The marine environment differs from that on land because of its three-dimensional nature, the mobility of many of its resources, and the fact that various forms of activity can be carried on simultaneously in one small sector of the sea. The resources of the high seas are the common property of all countries, although coastal states exercise jurisdiction over narrow bands of water adjacent to their shorelines.
Over the years a complex body of international law has grown up concerning jurisdiction over the world ocean; much of this law is embodied in the four Geneva Conventions adopted in 1958. But with changing technologies and changing political and economic conditions, the Conventions have proven to be of limited value in resolving international conflicts over access to the sea's resources. Individual countries continue to press unilateral claims for which there are no bases in law or custom, yet against which there is little attractive counter force.
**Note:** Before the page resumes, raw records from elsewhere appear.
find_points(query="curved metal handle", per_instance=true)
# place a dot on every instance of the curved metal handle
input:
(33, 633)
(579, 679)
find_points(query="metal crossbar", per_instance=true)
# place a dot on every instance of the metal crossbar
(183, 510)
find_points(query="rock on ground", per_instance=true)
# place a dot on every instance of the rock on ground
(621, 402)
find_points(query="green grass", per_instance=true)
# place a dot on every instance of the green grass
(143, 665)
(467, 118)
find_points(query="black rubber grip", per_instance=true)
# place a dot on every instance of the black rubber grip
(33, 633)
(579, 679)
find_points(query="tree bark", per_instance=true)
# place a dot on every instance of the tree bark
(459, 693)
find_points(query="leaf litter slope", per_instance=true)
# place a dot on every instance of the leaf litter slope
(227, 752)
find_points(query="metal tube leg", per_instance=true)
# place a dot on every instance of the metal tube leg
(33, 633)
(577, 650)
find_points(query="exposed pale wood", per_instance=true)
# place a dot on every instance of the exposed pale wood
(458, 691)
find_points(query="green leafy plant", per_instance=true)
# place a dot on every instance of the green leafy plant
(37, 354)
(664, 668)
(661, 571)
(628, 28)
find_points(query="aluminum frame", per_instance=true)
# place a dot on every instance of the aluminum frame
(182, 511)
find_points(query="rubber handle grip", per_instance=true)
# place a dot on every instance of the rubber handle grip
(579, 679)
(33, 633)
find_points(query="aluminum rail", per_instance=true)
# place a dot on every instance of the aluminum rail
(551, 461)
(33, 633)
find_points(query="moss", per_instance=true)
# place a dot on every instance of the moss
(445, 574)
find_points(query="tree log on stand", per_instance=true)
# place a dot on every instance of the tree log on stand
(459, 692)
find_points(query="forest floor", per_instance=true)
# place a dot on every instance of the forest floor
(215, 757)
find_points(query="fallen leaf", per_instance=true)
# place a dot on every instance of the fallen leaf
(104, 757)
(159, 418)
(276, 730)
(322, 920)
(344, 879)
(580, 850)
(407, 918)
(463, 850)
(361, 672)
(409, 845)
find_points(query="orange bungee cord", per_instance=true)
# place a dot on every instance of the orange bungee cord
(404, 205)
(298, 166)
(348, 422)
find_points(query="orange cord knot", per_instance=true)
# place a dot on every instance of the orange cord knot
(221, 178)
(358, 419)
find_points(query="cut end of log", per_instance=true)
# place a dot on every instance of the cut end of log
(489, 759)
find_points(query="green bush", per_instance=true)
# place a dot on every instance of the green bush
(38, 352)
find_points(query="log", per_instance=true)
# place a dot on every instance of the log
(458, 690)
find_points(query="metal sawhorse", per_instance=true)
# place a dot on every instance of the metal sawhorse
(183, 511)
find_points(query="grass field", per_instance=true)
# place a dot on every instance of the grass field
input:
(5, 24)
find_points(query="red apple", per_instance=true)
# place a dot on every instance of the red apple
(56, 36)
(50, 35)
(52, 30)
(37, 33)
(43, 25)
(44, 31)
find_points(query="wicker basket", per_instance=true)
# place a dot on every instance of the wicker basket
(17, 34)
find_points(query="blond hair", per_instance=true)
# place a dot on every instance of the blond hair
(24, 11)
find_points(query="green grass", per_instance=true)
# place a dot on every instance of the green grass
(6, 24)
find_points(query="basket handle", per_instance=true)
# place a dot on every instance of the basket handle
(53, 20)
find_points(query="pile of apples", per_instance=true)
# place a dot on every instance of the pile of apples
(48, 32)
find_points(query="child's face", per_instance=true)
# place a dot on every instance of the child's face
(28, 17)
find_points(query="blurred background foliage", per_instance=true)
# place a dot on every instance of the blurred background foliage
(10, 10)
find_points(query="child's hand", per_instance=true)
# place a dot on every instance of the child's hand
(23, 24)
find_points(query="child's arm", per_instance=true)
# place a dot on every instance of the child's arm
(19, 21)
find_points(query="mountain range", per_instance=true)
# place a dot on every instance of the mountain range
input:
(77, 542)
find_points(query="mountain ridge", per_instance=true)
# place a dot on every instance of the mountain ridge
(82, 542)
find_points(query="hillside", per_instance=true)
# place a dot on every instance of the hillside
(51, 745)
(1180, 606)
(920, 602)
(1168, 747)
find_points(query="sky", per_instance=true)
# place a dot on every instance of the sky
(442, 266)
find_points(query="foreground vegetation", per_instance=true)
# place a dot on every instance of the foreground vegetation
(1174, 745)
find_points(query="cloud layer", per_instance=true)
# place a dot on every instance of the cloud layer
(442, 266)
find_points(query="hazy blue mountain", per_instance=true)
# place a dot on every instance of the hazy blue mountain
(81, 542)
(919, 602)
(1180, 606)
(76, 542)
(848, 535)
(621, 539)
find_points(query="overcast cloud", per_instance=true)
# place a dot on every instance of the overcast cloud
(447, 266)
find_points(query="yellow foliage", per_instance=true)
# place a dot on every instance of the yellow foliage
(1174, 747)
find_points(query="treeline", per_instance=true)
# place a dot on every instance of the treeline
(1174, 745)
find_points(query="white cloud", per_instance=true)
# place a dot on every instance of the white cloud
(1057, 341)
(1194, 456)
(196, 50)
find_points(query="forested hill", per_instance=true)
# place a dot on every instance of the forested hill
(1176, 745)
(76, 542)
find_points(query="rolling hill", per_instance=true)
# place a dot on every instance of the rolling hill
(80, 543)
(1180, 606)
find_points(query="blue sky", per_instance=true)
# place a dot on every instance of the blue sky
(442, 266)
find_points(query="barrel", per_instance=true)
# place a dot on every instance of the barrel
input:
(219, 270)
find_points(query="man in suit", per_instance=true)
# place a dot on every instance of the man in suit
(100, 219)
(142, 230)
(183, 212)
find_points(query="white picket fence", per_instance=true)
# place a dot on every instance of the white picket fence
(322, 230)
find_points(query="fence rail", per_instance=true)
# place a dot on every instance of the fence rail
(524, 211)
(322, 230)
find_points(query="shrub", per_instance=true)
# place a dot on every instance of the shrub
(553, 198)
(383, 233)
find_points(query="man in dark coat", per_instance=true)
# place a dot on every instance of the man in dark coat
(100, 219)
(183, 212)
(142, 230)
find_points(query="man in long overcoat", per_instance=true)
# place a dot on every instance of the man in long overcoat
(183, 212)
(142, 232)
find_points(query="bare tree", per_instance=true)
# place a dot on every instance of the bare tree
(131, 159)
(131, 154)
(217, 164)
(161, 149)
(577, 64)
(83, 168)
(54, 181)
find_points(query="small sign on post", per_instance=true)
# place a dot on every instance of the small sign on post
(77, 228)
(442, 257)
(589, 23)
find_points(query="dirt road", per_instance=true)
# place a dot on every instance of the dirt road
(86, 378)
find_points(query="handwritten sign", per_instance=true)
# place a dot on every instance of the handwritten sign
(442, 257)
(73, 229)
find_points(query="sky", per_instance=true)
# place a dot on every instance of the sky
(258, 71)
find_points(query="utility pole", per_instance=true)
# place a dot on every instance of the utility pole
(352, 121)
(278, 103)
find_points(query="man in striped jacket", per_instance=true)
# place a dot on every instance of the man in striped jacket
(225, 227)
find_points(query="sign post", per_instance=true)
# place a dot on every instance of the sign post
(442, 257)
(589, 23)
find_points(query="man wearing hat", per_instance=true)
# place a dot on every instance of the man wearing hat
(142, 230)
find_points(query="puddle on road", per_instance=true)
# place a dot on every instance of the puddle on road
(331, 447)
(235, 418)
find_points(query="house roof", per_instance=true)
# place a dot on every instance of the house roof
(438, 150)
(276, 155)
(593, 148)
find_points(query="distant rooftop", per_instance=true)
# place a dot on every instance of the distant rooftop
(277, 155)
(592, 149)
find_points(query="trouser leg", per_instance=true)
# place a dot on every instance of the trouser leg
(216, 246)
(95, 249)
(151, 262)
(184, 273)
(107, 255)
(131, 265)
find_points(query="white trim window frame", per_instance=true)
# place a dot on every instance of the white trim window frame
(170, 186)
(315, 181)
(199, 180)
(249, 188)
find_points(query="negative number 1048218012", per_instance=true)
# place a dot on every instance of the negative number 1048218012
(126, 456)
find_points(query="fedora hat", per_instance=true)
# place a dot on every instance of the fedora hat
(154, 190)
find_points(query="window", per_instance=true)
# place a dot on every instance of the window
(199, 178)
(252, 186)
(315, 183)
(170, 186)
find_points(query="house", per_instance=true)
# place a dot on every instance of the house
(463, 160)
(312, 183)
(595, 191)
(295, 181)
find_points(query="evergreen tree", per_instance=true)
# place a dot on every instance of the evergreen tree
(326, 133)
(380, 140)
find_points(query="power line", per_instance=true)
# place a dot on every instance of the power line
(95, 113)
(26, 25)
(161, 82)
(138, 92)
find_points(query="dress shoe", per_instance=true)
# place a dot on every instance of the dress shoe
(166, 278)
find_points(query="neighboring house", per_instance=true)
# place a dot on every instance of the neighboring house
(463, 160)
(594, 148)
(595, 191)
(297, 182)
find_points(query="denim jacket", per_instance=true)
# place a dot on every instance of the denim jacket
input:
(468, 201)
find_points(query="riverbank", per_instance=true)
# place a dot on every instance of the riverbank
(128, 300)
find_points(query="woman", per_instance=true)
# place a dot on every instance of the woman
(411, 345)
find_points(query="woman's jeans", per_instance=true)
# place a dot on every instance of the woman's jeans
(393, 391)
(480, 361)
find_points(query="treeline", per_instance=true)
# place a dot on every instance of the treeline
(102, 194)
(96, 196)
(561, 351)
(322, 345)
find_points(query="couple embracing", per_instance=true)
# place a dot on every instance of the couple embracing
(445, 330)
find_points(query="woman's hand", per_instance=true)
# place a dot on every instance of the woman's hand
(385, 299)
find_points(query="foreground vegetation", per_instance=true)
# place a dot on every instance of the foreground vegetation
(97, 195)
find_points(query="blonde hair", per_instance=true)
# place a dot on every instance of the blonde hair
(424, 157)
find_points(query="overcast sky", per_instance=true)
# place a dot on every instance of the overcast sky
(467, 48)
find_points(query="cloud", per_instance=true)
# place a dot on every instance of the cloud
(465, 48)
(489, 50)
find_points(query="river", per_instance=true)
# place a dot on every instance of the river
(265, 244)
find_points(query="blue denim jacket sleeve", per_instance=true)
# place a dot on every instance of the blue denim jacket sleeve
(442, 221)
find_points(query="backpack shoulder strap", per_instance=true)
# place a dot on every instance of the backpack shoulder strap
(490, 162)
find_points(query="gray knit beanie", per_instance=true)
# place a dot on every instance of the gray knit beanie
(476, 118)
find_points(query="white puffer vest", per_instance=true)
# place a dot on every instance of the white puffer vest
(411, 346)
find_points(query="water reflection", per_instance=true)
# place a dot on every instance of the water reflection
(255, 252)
At a time when the potential wealth of the marine environment is slowly being unlocked, it is essential to develop a composite view of the world ocean and its administration, to relate the controls exercised in the sea to the milieu in which they are operative, to compare maritime controls in one area with those in effect in other areas, and to move from national and multinational interests in marine resource management toward the identification of world interests in the rational control and management of the marine environment.